Duncan gradually heightened his alertness, and stepped towards the second-floor corridor.
Throughout the entire grand building, only his monotonous and slightly hollow footsteps echoed.
He stopped before the entrance to the corridor leading to the “mistress's bedroom” and looked up at the nearest wall before his gaze suddenly fixed on a painting.
Many oil paintings hung on the walls of Alice's Mansion, and he still remembered what those paintings looked like–mostly abstract and somber, smeared with large swathes of color depicting scenes like prophecies or historical records. Some of the paintings even depicted the disintegration of New Hope and the “End of Days Redshift,” but here, he suddenly discovered that those paintings… had been replaced.
The closest painting to him was a bunch of crude, abstract shapes–a naive pencil line on white paper sketched Sherry swinging a dog by a chain.
Duncan: “…”
After a few seconds of silent silence, he suddenly felt the eerie and strange atmosphere of the mansion dissipate a little, and then he noticed another painting nearby, with messy lines depicting a scruffy bearded “captain” wearing a large hat…
He even began to feel the atmosphere inside the mansion warming up.
This was indeed Alice's Mansion, with certain details inside reflecting the memories and daily life of the doll lady–from some angles, its connection with “Doll Alice” seemed even closer than that of the “normal version” of the mansion.
At least the normal version of the mansion wouldn't hang abstract paintings of the entire crew of Homeloss.
Duncan smiled helplessly and continued deeper into the corridor.
As expected, at the end of the corridor, he saw that vast “void.”
The part that was once the “mistress's bedroom” had disappeared into thin air–just like the room that Lei Nora “drove away” was also a void here.
Duncan stopped before the broken floor at the end of the corridor, bowing his head in thought.
It seemed this was still the Alice's Mansion he knew, only… it was “another version.”

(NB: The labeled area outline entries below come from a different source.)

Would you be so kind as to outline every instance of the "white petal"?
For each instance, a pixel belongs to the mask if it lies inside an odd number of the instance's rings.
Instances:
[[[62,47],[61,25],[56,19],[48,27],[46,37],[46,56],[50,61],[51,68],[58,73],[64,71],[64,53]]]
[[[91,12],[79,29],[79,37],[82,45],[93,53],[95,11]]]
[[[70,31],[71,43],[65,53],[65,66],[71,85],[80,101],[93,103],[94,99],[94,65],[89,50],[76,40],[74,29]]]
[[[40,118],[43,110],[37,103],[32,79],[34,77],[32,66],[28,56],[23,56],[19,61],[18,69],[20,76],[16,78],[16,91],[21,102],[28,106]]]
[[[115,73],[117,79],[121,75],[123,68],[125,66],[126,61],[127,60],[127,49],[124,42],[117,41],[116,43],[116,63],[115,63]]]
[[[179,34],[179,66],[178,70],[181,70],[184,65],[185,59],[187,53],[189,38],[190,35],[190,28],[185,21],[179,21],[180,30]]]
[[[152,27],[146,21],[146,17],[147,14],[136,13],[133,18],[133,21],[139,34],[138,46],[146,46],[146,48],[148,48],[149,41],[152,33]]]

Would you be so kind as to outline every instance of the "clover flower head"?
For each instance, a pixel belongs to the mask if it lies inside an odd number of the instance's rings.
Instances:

Would winding Alice with a different key lead to different “copies” of the same Alice's Mansion?
So what was the connection between this mansion, which had an even more ominous atmosphere and appeared to be abandoned for a longer time, and the “Shipping Lane”?

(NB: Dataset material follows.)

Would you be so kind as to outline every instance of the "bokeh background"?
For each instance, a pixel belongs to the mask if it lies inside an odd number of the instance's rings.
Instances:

Duncan silently contemplated where to begin in order to find clues related to the “Shipping Lane” within this mysterious mansion, and naturally, he thought of the garden–and the doll sleeping amidst the thorns.
But just as he turned to head for the garden, a flash of light caught in the corner of his eye made him suddenly halt.
The light briefly revealed a contour that made Duncan's heart suddenly leap, and he immediately moved towards the glowing object, brushing away the shadows that seemed to cover the air like black gauze–the darkness receded as if it were tangible, and he saw what the object was: something that, no matter how he looked at it, appeared completely out of place here.
A screen, like that of an LCD panel.
The object was “embedded” in the wall at the end of the corridor, with a silvery metallic frame “fused” into the wall panel in some bizarre manner, while the surface that resembled a screen glowed faintly, displaying text and flashing red frames.
Duncan glanced at the text on the “screen” and immediately realized that it was the same as what he had seen on a device in the cave illusion on Holy Land Island. Then the meaning of the text directly presented itself in his mind as information–
“Core escape pod offline–unauthorized release, operation unauthorized.”
Duncan stared at the text for a few seconds before he slowly came to understand and turned to look again at the fragmented edge and the “giant void” at the end of the corridor. After flipping the “navigation segment of New Hope” and “Alice's Mansion” back and forth in his mind, he finally grasped an obvious fact that he had not understood until today.
The Frost Queen had driven away the escape pod of New Hope…
No wonder she could travel to the ends of the earth in her own “house”–that thing was a spaceship's escape pod!